Further, London pointed out that according to police statistics, serious crime dropped by 39 percent on the island, and the number of crimes against visitors fell by 69 percent last year. This was confirmed in recent months by former National Security Minister Gary Griffith, as well as Commissioner of Police Stephen Williams and Permanent Secretary in the Ministry of National Security Carl Francis.
He said Baker stated he got his information from Cabinet, but questioned Baker’s source, as both acting Assistant Commissioner of Police Garfield Moore and his predecessor Earl Gonzales confirmed that there is no merit to Baker’s statement.
In another media report, Baker indicated that he stood by his initial statement, and promised to make further comments to support what he said.

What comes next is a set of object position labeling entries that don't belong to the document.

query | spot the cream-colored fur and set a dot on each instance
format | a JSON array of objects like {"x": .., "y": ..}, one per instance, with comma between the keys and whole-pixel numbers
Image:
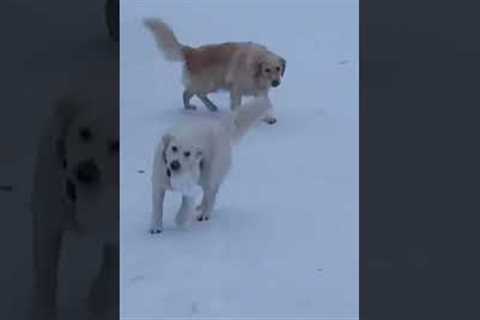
[
  {"x": 81, "y": 137},
  {"x": 203, "y": 152},
  {"x": 241, "y": 68}
]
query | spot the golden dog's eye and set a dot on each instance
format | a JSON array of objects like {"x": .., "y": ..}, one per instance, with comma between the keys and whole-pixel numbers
[{"x": 85, "y": 134}]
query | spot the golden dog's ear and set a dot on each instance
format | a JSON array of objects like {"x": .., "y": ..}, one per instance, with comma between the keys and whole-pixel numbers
[
  {"x": 166, "y": 139},
  {"x": 284, "y": 65}
]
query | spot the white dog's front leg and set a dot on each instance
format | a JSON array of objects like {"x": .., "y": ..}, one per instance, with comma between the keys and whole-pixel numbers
[
  {"x": 47, "y": 245},
  {"x": 269, "y": 116},
  {"x": 186, "y": 210},
  {"x": 235, "y": 99},
  {"x": 158, "y": 195},
  {"x": 208, "y": 202}
]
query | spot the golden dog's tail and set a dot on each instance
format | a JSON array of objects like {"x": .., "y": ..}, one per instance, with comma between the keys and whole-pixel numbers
[
  {"x": 246, "y": 115},
  {"x": 166, "y": 39}
]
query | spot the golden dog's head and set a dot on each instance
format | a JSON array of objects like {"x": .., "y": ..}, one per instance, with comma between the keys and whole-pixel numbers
[{"x": 271, "y": 68}]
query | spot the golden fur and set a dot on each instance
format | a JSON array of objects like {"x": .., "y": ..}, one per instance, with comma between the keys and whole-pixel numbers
[{"x": 242, "y": 68}]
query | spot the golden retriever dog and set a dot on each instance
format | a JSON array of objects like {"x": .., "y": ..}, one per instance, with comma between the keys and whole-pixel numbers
[{"x": 241, "y": 68}]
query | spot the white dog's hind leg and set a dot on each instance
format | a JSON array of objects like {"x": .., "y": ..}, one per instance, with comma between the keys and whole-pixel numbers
[
  {"x": 101, "y": 298},
  {"x": 156, "y": 225},
  {"x": 207, "y": 102},
  {"x": 186, "y": 210},
  {"x": 187, "y": 95},
  {"x": 208, "y": 202}
]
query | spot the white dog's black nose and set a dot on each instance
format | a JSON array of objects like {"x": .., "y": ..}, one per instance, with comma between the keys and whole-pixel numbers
[
  {"x": 87, "y": 172},
  {"x": 175, "y": 165}
]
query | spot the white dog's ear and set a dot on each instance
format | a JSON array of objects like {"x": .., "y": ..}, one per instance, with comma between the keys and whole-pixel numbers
[
  {"x": 166, "y": 139},
  {"x": 284, "y": 65},
  {"x": 258, "y": 68},
  {"x": 198, "y": 154}
]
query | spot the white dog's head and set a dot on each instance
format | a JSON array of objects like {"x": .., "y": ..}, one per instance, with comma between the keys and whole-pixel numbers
[
  {"x": 183, "y": 163},
  {"x": 271, "y": 68},
  {"x": 88, "y": 152}
]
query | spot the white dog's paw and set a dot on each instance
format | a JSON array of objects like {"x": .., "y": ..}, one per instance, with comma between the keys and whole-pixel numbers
[
  {"x": 156, "y": 229},
  {"x": 190, "y": 107},
  {"x": 182, "y": 219},
  {"x": 270, "y": 120},
  {"x": 203, "y": 217}
]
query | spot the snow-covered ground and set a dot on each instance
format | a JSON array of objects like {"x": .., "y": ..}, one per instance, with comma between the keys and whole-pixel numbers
[{"x": 283, "y": 240}]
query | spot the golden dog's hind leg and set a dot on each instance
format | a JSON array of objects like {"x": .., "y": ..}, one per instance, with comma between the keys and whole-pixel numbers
[
  {"x": 207, "y": 102},
  {"x": 187, "y": 95}
]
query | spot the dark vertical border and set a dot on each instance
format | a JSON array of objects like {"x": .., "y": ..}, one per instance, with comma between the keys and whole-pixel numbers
[
  {"x": 419, "y": 159},
  {"x": 47, "y": 47}
]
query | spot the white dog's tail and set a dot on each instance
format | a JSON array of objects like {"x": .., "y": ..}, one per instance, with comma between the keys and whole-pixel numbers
[
  {"x": 165, "y": 39},
  {"x": 246, "y": 115}
]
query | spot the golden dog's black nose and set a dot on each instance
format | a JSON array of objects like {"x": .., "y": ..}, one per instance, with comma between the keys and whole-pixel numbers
[
  {"x": 87, "y": 172},
  {"x": 175, "y": 165}
]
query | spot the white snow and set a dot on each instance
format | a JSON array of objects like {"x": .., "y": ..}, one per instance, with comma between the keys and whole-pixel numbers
[{"x": 283, "y": 239}]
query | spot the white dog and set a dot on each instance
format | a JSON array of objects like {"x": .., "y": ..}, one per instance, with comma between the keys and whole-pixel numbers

London said that potential visitors reading statements by the Minister of Tobago Development could do serious harm to Tobago, especially given the currently high incidence of serious crimes in the country.
“Can you imagine the impact of that?” London asked. “All I’m asking Dr. Baker to do is to alleviate it. We can’t eradicate it immediately, but let us try to alleviate it so that over a period of time, this besmirching of our reputation would in fact be alleviated.”
London revealed that Baker responded to his request by returning the original letter to the Office of the Chief Secretary.
“In my 20 years of political life, I have never had such an insulting response,” London stated. “But this is not about me. This is about a representative and the contempt he has demonstrated for his people.”
“And I cannot see how an individual like that, who is prepared to undermine Tobago’s development and who is so arrogant that he is not prepared to apologise so that his mistake can in fact be rectified, how somebody like that could deserve either to be a representative of Tobago or a Minister of Tobago Development.”
The Chief Secretary further called on the people of Baker’s constituency, Tobago West, and by extension the rest of Tobago, to reject the Minister as their representative.
London said he has not written to Prime Minister Kamla Persad-Bissessar on the matter.
“I’m hoping that the Prime Minister will get the information and if I don’t get any response I will definitely send a formal request. I think it was sufficiently urgent,” London said. “This is not primarily about the Prime Minister. This is about the people of Tobago and the need for the people of Tobago to know how they are being represented, or maybe misrepresented.”